Apa yang dibutuhkan untuk “selamanya menjadi orang asing”?
Sosial politik Indonesia berubah di 1950-an, mereka pun menjadi orang-orang asing di tempat kelahirannya: pulau Jawa. Setelah bermigrasi ke Brasil sebagai keluarga Indonesia yang menetap di sana, mereka berubah menjadi orang asing yang sendirian. Sebagian besar dari anak-anaknya tumbuh tanpa ingatan kuat tentang kehidupan lampaunya. Namun, kini cucu-cucu mereka juga turut mengusung bagian dari keterasingan ini. Aku memilih kembali ke Indonesia. Masa lalu dan kuasaku juga menempatkanku dalam ketidakpastian ini, seorang lokal dan asing di dalam ketertambatan yang tertunda.
Ketika aku mulai memahami bagian-bagian dari serpihan ini, aku mengerti bahwa escombros ini adalah bagian dari sebuah struktur. Aku berurusan dengan informasi baru yang terdiri dari “tulang rangka naratif” ini. Sebuah penelitian arkeologis untuk menemukan tulang kecil yang kesepian, di tahun-tahun berikutnya rangkaian dari sisa-sisa tubuh lainnya mulai menampakkan diri – setiap tulang baru merupakan sebuah retakan baru.

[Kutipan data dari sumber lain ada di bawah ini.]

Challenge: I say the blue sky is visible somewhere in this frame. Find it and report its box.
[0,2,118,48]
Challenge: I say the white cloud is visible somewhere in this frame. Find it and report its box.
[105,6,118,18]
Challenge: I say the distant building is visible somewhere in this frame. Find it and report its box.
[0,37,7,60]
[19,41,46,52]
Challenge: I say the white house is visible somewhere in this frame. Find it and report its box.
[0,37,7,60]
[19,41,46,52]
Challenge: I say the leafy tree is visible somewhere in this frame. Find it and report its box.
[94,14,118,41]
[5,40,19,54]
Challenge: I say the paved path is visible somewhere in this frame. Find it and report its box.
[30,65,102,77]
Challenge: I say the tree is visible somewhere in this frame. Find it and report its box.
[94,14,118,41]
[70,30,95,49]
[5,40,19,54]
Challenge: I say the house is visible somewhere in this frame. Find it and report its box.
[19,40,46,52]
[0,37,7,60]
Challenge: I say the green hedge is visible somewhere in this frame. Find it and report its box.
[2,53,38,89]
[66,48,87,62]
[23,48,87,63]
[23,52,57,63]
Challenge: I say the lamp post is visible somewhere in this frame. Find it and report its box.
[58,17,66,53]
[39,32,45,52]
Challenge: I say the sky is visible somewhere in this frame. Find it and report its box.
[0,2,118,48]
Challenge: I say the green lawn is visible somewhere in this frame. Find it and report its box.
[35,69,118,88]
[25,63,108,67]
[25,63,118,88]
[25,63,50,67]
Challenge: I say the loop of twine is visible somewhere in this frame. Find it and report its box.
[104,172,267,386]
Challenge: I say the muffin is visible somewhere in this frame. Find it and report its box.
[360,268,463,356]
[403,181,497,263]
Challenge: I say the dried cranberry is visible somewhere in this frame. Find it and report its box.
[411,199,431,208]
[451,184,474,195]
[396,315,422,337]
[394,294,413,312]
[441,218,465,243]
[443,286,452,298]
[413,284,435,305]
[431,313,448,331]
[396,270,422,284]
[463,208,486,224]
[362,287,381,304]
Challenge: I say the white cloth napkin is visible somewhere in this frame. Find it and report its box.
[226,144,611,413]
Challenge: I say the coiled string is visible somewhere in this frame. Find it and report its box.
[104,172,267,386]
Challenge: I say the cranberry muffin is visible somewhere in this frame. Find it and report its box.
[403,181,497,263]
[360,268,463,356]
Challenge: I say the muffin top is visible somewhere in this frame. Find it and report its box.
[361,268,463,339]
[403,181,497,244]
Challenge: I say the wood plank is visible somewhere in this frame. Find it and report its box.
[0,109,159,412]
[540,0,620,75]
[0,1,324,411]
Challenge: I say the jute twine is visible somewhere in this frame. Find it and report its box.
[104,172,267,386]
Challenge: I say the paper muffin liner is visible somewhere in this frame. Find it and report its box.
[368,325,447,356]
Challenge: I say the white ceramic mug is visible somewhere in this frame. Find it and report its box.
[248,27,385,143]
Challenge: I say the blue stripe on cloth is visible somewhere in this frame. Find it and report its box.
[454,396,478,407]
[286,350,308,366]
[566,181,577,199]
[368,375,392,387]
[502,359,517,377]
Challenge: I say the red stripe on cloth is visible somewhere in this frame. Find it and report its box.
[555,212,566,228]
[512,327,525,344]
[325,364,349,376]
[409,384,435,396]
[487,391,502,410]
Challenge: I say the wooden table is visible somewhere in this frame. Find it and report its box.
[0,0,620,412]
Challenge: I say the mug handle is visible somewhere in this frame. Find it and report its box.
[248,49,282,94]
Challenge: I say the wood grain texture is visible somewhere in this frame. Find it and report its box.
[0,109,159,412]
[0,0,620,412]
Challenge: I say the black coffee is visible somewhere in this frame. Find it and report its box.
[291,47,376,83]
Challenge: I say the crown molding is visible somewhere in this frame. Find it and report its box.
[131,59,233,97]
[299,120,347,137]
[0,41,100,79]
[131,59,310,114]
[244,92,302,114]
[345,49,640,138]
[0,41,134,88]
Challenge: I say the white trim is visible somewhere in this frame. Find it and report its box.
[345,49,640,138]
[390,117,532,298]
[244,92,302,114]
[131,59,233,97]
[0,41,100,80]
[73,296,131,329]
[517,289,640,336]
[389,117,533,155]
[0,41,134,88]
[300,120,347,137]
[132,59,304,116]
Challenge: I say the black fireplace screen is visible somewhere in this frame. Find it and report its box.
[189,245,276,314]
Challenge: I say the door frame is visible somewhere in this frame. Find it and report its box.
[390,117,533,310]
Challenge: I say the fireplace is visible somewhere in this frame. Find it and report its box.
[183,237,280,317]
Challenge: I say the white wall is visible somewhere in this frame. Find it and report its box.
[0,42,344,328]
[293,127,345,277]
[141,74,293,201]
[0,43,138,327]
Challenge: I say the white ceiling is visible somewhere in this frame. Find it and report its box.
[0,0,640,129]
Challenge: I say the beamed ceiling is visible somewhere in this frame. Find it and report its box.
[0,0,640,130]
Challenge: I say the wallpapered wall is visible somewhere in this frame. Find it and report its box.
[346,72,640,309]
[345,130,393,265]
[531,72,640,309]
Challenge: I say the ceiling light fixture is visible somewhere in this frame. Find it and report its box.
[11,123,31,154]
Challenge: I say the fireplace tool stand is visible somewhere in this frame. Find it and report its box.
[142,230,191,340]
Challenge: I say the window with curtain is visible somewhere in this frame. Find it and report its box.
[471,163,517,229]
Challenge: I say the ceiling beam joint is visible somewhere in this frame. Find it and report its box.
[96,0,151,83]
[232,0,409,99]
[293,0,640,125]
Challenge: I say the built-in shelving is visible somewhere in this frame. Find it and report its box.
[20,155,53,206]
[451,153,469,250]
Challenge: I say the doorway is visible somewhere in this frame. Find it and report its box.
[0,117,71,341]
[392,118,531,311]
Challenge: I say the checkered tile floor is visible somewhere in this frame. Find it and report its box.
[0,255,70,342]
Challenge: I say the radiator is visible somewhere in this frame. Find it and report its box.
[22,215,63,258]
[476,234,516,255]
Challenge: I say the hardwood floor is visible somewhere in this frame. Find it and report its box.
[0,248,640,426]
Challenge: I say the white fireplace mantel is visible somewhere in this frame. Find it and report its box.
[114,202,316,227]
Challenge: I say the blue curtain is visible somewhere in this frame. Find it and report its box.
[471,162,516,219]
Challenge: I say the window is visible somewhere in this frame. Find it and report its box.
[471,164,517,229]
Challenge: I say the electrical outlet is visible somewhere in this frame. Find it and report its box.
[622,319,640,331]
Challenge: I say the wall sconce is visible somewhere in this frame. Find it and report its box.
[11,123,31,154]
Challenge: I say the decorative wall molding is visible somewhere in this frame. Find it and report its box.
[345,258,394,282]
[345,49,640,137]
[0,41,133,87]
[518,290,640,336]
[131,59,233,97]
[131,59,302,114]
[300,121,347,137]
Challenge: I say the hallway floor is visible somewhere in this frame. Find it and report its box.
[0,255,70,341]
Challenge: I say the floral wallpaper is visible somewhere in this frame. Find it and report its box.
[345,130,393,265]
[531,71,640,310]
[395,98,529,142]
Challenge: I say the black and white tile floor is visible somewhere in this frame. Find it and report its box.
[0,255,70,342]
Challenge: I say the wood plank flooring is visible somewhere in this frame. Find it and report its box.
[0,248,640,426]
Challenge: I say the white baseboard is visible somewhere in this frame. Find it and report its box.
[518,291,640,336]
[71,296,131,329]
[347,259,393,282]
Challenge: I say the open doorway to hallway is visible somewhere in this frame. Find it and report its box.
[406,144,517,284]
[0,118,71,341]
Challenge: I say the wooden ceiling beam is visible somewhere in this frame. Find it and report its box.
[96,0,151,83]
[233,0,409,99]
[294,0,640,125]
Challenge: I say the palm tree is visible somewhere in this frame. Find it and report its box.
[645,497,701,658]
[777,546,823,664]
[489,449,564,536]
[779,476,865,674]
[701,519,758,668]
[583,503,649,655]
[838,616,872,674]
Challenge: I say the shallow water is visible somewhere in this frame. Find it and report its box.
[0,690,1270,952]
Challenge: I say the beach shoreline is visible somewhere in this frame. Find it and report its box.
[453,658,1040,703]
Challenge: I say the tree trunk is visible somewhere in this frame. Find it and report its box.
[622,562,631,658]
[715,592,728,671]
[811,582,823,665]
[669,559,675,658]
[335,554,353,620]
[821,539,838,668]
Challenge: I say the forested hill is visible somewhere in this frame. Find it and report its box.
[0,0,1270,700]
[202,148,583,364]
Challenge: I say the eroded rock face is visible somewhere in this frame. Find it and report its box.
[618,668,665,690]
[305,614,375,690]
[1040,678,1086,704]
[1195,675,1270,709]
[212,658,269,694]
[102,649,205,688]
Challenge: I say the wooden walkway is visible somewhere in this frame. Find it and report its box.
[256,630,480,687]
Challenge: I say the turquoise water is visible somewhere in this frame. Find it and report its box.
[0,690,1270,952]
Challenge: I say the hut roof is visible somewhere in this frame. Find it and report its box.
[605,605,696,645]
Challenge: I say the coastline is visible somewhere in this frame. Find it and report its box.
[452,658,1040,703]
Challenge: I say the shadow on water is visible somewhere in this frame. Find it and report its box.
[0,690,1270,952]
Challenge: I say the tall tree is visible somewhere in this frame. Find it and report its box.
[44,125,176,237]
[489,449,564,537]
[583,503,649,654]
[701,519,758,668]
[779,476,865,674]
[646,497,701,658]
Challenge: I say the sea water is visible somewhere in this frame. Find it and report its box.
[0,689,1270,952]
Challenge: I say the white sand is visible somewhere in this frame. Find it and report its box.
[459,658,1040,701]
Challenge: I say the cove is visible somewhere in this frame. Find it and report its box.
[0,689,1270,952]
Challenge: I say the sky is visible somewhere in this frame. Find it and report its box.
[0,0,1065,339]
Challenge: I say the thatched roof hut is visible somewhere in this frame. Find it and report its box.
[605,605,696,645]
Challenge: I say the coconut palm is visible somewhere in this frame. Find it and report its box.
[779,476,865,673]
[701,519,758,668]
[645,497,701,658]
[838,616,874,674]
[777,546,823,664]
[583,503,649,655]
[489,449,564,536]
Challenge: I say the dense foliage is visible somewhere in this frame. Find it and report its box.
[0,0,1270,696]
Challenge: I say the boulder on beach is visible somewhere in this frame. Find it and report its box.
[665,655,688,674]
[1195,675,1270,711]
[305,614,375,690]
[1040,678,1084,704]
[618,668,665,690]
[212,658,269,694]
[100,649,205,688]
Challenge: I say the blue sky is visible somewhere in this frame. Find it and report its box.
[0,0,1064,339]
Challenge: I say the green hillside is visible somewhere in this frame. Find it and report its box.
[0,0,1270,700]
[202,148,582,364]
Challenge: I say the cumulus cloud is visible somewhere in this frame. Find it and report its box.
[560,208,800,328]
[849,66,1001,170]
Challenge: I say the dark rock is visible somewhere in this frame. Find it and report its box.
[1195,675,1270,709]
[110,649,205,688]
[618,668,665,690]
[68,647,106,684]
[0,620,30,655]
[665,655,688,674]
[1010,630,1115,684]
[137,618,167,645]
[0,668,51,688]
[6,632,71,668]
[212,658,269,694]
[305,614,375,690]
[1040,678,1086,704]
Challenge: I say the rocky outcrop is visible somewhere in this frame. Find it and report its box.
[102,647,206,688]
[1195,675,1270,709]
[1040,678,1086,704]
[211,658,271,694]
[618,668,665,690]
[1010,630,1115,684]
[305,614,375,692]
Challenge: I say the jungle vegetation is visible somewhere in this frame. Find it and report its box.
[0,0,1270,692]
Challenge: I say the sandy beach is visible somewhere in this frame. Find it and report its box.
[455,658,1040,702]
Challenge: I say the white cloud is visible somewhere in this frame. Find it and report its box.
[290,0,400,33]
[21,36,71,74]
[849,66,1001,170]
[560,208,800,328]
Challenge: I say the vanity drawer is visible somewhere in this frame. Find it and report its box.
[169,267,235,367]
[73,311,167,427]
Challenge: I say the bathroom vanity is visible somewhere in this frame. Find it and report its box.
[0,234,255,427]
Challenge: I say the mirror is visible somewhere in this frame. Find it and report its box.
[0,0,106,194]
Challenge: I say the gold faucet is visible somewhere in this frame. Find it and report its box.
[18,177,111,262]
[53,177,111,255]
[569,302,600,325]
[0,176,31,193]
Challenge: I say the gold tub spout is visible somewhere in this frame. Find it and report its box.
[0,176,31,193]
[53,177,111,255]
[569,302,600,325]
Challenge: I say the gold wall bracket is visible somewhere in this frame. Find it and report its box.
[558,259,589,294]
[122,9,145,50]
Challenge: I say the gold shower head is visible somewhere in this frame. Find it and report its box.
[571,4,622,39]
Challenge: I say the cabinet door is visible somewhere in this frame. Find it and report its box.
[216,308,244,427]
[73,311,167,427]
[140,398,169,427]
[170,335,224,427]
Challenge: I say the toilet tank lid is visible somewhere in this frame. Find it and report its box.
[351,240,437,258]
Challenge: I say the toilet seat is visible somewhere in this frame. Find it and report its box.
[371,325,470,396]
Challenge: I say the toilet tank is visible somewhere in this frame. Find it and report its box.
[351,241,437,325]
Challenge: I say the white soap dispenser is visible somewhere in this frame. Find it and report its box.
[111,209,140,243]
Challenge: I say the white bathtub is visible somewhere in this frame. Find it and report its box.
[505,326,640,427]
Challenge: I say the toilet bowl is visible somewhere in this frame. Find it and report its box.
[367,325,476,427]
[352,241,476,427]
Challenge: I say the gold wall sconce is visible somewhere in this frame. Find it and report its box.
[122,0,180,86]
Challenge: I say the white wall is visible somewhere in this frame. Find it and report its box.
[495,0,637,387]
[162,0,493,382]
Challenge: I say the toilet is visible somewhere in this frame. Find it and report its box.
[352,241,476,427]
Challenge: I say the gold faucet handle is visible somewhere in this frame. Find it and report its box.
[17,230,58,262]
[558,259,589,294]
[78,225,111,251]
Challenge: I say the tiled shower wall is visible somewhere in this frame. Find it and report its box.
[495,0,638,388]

Tulang belulang ini memiliki ingatan tentang kesusahan yang telah mereka lalui. Setiap bagian baru dari informasi tentang leluhurku, kisah yang membangkitkan perasaan-perasaan dan pertanyaan baru:
Apa reaksi emosional mereka terhadap pergerakan ini?
Bagaimana rasanya menyadari bahwa kamu harus meninggalkan segalanya?
Apakah pada waktu itu ketakutan menyelimuti mereka atas pikiran untuk pindah ke negeri berantah?
Ataukah mereka merasa penuh harapan?
Atau hanya muak dan lelah dengan segalanya?
Mereka mempercayai kemungkinan penciptaan dan bahwa orang-orang setelahnya akan dapat mewarisi ingatan mereka melalui kasih sayang, dan perasaan ini akan dapat dipanen melampaui kehidupan.
Vas,
tulang-belulang,
setapak,
ingatan —
semua ini ada pondasi.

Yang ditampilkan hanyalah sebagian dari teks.